Por las inmediaciones de aquellos lugares merodeaba una bruja que causaba
muchos males a los habitantes y ganados de la zona; así que éstos acudieron al
abad a pedirle que les librara de ella. El abad salió de noche para conjurar a
la bruja y cuál no sería su sorpresa cuando se la encontró y reconoció en ella
aquella bella moza de la que en su juventud estuvo enamorado.
De inmediato brotó entre ellos la pasión del amor perdido tantos años y
fueron al pórtico de la cercana ermita, donde el abad olvidó sus votos de
castidad con el agravante de estar además en un lugar sagrado.
En castigo, las torrenteras manaron agua acompañadas de un coro de rayos y truenos hasta inundar el valle y anegar la ermita, formando el lago de Carucedo, donde la noche de San Juan se puede oír el tañido de la campana de la ermita.
Como podéis ver, si nos acercamos
al lago la noche de San Juan podemos pasar una noche bastante entretenida entre
la ondina y la historia del abad.
Con ánimo de acercarnos al lago
por otro lado, entramos en el pueblo de Lago de Carucedo, curioso nombre para
un pueblo en el que llegar al lago es bastante difícil aunque al final lo
conseguimos. Habíamos dejado el coche estacionado junto a la iglesia y
aprovechamos para entrar en su recinto exterior, el interior estaba cerrado, y
subirnos a la espadaña a ver las campanas de cerca.

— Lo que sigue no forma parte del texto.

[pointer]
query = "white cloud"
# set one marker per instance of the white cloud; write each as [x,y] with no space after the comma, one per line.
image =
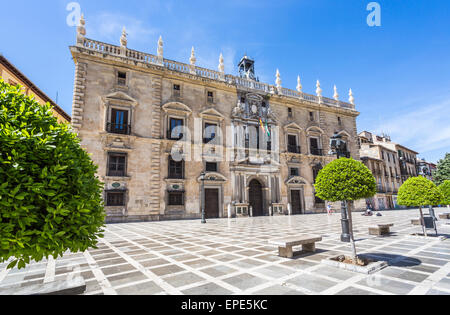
[425,130]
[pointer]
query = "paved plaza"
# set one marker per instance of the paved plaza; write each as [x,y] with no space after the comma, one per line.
[227,257]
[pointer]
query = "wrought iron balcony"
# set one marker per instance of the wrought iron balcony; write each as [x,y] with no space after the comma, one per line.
[294,149]
[316,151]
[170,136]
[121,129]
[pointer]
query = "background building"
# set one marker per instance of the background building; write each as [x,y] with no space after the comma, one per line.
[10,74]
[154,125]
[391,164]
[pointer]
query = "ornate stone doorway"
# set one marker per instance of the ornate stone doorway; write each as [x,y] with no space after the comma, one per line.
[212,203]
[296,201]
[255,194]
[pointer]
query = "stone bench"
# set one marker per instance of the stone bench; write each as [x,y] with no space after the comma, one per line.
[380,229]
[416,221]
[75,286]
[285,245]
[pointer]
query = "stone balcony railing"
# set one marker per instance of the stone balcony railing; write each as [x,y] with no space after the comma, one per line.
[209,74]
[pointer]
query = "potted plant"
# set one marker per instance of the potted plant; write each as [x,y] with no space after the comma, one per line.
[346,180]
[419,192]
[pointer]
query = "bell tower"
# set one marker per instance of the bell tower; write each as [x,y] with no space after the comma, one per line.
[247,68]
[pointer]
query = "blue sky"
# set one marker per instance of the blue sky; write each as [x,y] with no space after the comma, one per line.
[399,72]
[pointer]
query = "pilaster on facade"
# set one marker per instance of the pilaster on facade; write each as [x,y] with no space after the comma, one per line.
[79,95]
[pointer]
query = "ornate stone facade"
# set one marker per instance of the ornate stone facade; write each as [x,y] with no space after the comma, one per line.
[154,126]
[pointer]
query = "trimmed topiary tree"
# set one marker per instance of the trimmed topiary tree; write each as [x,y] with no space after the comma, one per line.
[445,191]
[346,180]
[419,192]
[50,197]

Con eso ya dimos por terminada
nuestra excursión y enfilamos hacia San Miguel, a donde llegamos un poco antes
de la hora de cenar. La cena fue, como siempre, sabrosa y abundante. Terminada
la cena, mis tías se quedaron charlando reja por medio pero nosotros, que
estábamos bastante cansados después del “pateo medular” nos fuimos a dormir
porque además, al día siguiente íbamos a madrugar para ir a ver amanecer des
algún punto elevado del pueblo.
Habíamos quedado a las 7:30 de la
mañana, por lo que, el despertador sonó un poco antes para dar tiempo a
despabilarse, forrarse un poco y salir a buscar ese punto elevado desde el que
ver la salida del sol. Hacía bastante frío, como corresponde a esa zona,
cercana a las montañas y con varios ríos cerca, cuando salimos del convento.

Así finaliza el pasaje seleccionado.